By JACK WEATHERLY
The attendance at a forum last week on the redbanded stink bug in Mississippi, Louisiana and Arkansas soybean crops was commensurate with the scope of the infestation.
In other words, big.
That’s according to Dr. Fred Musser, professor of entomology at Mississippi State University.
There were 130 at the MSU Delta Research and Extension Center in Stoneville, Musser said. Also, 80 lines were engaged in the live stream of the forum, he said.
“It is infesting most of the soybeans in Mississippi,” Musser said on Tuesday. The last outbreak of the pest in the state was in 2009, but that was followed by a cold winter, which meant that it was not tracked closely as a major blip on the agricultural radar.
Last winter was mild, which allowed the insect to make inroads much deeper and farther north.
Dr. Jeff Davis of the Louisiana State University Ag Center, said the pest has been found in “threshold” numbers as far north as the Missouri Bootheel this year.
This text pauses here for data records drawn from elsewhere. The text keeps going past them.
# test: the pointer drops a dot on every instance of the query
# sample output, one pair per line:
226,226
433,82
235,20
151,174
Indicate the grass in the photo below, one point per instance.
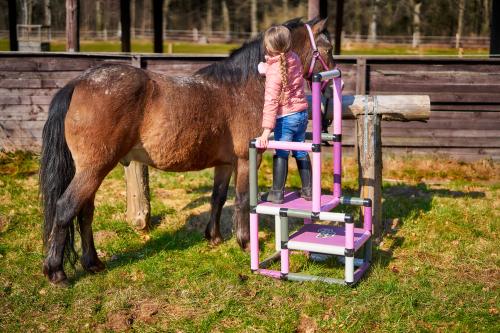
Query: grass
437,269
145,46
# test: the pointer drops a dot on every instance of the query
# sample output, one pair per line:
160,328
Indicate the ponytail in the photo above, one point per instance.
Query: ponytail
284,76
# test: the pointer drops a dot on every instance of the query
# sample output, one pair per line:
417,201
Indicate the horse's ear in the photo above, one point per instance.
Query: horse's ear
319,26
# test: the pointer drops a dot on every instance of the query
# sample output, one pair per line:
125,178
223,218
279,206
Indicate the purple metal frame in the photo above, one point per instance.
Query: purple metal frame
353,238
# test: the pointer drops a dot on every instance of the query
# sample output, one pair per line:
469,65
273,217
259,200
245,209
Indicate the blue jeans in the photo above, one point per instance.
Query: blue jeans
291,128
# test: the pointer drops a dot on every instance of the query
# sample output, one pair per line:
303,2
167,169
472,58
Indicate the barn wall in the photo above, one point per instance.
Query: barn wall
465,97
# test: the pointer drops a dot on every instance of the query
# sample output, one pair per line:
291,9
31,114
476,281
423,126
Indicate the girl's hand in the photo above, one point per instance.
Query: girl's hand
264,138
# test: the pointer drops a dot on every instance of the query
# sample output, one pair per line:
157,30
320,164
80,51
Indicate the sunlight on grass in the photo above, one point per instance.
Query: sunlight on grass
436,270
146,46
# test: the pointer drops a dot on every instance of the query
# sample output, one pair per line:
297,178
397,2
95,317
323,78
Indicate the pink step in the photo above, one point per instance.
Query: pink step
325,239
294,201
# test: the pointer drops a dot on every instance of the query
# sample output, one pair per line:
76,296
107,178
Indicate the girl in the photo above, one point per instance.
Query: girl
285,110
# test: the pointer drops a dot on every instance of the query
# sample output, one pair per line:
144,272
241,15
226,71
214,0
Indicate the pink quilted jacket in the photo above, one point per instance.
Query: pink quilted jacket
294,99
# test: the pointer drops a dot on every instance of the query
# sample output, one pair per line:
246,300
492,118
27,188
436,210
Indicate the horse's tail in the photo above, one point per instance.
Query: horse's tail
57,167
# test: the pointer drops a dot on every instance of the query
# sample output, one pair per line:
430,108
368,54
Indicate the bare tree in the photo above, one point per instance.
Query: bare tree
226,20
132,18
461,7
26,10
166,6
416,23
47,17
253,18
372,35
209,18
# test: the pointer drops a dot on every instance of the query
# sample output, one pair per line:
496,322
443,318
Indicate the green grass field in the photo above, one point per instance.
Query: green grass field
437,270
144,46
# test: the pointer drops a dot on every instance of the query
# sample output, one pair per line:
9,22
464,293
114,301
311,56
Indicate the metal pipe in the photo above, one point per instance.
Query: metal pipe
286,145
252,159
254,241
331,74
337,131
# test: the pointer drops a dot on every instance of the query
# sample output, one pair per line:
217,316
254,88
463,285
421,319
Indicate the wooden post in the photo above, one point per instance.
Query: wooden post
312,9
138,204
158,25
125,24
137,180
13,26
361,76
369,152
495,30
323,9
72,26
338,26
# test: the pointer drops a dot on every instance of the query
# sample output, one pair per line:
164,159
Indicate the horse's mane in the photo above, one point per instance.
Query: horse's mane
242,62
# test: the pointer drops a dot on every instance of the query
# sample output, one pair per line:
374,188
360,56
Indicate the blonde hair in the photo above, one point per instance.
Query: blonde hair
278,41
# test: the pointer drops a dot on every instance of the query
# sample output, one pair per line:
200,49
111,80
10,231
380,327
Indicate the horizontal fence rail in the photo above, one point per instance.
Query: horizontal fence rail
464,96
195,35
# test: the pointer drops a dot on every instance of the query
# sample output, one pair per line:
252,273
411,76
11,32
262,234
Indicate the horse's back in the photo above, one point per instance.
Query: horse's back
105,114
185,126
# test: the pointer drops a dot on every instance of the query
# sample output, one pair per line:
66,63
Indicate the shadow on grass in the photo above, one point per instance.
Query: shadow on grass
402,202
178,240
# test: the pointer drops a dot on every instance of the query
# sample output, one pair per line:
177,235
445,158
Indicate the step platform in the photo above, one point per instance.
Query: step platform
292,200
325,239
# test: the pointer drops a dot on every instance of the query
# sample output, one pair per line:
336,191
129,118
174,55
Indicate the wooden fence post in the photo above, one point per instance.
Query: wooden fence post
137,179
369,152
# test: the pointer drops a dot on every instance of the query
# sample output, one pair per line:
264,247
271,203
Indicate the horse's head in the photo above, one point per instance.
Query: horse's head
302,45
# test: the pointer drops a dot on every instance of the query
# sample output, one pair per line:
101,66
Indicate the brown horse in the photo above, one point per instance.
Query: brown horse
117,113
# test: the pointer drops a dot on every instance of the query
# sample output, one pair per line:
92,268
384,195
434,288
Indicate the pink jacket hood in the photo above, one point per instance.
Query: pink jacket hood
294,99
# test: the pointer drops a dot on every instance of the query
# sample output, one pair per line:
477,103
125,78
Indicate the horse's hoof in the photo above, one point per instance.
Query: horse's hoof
95,266
56,278
214,240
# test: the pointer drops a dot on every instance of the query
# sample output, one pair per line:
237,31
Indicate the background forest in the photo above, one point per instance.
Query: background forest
365,19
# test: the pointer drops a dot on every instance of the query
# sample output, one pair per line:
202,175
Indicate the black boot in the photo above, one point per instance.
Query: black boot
304,166
280,172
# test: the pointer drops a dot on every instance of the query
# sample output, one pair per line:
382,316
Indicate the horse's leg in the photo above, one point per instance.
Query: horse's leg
241,216
89,259
81,189
222,176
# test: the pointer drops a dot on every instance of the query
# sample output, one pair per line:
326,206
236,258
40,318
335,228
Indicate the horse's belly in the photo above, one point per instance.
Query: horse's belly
187,156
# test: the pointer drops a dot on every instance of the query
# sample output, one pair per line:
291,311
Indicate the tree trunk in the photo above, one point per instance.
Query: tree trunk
226,21
24,11
369,143
145,12
338,26
166,6
284,5
416,23
14,46
138,204
125,25
158,26
132,19
312,9
72,38
357,20
47,17
253,18
372,35
209,21
461,7
485,27
495,30
98,18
Musser said that whereas other kinds of stink bugs can be controlled with one spraying, the redbands require three or four applications.
The redband is the most voracious variety, with an unusually large mouth that allows it to do more damage to the soybean crop, which was Mississippi’s most valuable, valued at $1 billion in 2016 and this year constitutes two-thirds of all the row-crop acreage in the state.
“It is the most dangerous stink bug,” Davis said.
Dr. Angus Catchot, MSU Extension entomologist, said at the forum that in 2009 about 20 counties were sprayed for redbands, which arrived late that growing season.
But this year, the bugs arrived early, and the longer they stay the worse it is for the crop.
Another concern is that crimson clover put out along highways to control erosion is a haven for the pest, said Davis.
“It’s almost like the Red Bull for the redbanded stink bug,” he said, adding that discussions are being held about the conflict.